Two Atlanta Fed GDPNow measures took a 0.8 percentage point dive on May 31. Let’s go over why.

Please consider the May 31, 2024 GDPnow Forecast for second quarter GDP.

The GDPNow model estimate for real GDP growth (seasonally adjusted annual rate) in the second quarter of 2024 is 2.7 percent on May 31, down from 3.5 percent on May 24. After recent releases from the US Census Bureau and the US Bureau of Economic Analysis, a decrease in the nowcast of second-quarter real personal consumption expenditures growth from 3.4 percent to 2.6 percent was partly offset by an increase in the nowcast of second-quarter real gross private domestic investment growth from 5.1 percent to 6.3 percent, while the nowcast of the contribution of the change in real net exports to second-quarter real GDP growth decreased from -0.06 percentage points to -0.60 percentage points.

The important number in the above chart is the Real Final Sales forecast.

The difference between the base forecast and RFS is inventory adjustment that nets to zero over time.

RFS is the bottom lines estimate of the economy.
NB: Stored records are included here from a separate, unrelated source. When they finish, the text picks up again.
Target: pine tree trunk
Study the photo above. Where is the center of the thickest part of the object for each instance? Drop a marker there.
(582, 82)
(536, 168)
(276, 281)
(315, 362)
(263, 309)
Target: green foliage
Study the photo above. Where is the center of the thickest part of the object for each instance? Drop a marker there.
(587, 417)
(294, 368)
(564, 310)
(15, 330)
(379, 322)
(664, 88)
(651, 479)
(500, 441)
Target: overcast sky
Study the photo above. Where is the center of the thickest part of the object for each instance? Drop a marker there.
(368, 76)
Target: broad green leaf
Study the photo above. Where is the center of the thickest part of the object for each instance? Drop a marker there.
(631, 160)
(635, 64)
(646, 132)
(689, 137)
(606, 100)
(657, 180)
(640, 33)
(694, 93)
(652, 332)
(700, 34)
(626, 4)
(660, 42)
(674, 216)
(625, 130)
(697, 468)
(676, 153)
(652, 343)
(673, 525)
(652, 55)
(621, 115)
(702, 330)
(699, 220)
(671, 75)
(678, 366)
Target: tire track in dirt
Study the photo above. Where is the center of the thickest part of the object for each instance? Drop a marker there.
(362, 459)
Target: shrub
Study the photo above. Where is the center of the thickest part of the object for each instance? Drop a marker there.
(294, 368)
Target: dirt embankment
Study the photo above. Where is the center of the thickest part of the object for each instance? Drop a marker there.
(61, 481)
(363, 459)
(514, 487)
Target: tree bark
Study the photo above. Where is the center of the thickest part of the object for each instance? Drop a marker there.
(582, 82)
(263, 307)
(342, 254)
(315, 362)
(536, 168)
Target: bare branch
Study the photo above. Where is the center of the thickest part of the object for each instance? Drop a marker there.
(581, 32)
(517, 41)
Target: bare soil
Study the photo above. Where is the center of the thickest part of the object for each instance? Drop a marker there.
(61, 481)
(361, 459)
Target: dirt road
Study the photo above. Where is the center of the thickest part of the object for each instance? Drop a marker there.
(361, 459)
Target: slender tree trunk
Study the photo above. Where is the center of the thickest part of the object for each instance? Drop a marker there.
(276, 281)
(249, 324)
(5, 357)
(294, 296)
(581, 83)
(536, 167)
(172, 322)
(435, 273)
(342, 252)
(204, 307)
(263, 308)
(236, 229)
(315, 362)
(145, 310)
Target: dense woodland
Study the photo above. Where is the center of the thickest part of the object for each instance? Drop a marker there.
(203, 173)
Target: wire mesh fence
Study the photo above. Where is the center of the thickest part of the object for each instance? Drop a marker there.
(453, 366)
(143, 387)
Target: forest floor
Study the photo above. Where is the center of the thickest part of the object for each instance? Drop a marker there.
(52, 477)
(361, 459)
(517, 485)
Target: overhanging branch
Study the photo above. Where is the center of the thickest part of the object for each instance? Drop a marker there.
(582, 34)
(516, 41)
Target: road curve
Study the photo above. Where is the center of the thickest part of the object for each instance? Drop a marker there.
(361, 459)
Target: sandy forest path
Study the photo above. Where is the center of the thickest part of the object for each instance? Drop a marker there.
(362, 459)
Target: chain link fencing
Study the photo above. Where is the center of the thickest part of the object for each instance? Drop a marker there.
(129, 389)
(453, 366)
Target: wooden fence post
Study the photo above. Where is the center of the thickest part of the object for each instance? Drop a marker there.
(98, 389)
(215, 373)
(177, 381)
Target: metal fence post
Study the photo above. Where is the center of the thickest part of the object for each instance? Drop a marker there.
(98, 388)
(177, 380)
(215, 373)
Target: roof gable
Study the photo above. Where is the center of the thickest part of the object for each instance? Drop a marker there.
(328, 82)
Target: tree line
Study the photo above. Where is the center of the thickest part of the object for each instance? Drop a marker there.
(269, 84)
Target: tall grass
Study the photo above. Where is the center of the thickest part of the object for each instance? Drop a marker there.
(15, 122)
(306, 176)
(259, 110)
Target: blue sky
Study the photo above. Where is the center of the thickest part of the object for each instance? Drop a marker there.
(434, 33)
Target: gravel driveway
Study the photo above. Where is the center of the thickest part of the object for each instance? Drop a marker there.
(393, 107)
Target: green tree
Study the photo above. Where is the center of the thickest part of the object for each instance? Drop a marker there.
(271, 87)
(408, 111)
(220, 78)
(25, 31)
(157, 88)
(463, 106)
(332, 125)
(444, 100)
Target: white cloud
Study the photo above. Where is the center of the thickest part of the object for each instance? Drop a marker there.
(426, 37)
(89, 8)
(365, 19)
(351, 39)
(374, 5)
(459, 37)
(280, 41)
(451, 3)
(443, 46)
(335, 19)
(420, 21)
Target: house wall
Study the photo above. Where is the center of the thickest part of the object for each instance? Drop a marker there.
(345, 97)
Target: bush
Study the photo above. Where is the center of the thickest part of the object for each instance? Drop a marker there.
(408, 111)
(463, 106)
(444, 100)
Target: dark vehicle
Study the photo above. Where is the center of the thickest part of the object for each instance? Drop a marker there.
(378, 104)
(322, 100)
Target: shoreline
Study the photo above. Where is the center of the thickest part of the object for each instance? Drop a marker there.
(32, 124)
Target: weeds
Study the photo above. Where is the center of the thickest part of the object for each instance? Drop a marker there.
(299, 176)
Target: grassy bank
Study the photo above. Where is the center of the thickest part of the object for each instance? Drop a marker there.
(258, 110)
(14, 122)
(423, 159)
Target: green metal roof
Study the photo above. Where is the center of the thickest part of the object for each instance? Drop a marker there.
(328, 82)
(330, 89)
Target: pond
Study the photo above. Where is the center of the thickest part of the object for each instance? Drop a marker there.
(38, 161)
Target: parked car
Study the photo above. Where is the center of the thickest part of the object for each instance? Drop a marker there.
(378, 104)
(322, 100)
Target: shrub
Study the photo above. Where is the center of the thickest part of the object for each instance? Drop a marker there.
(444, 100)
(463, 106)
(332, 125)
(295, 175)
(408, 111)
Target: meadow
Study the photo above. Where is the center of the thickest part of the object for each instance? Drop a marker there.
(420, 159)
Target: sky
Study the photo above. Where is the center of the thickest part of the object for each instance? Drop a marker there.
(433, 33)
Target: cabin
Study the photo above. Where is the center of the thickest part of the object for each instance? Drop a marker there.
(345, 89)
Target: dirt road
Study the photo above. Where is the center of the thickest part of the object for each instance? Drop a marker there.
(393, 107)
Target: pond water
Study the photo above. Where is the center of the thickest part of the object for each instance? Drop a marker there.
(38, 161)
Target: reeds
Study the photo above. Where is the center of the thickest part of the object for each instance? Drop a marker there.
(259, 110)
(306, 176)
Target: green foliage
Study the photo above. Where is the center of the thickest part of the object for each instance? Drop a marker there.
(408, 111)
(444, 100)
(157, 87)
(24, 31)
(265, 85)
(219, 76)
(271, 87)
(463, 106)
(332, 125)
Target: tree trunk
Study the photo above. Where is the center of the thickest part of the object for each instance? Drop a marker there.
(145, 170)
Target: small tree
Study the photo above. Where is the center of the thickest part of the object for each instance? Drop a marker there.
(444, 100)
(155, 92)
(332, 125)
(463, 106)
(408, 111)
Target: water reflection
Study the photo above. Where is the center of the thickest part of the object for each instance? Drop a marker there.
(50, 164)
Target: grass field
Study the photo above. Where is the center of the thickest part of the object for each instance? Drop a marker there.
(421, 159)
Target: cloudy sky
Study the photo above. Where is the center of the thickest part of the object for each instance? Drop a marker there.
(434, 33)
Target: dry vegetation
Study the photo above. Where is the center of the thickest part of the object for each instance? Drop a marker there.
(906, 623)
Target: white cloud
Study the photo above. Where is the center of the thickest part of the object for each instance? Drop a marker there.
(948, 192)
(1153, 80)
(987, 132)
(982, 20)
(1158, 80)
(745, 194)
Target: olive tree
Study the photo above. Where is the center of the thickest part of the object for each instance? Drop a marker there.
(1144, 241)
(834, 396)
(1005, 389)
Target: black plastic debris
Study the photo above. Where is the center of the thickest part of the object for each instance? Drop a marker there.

“This Rates to Smack GDPNow”

Sommers made a reference the trade deficit which increased by 7.7 percent in April. I looked up the numbers. The trade data wasn’t “fairly awful” it was downright awful.

Advance Indicators

I took one look at the numbers and stated “This Rates to Smack GDPNow”.

My statement may seem obvious, but it’s not. The report itself is irrelevant. What matters is what the report does vs what the model predicted it would.

Sometimes bad data causes the GDPnow forecast to rise. I made my call based on a spot assessment that that the model would not have expected such an awful number.

Weakening Data All Over the Place

Data is weakening left and right. I believe we are headed for recession this year, but we are not there yet.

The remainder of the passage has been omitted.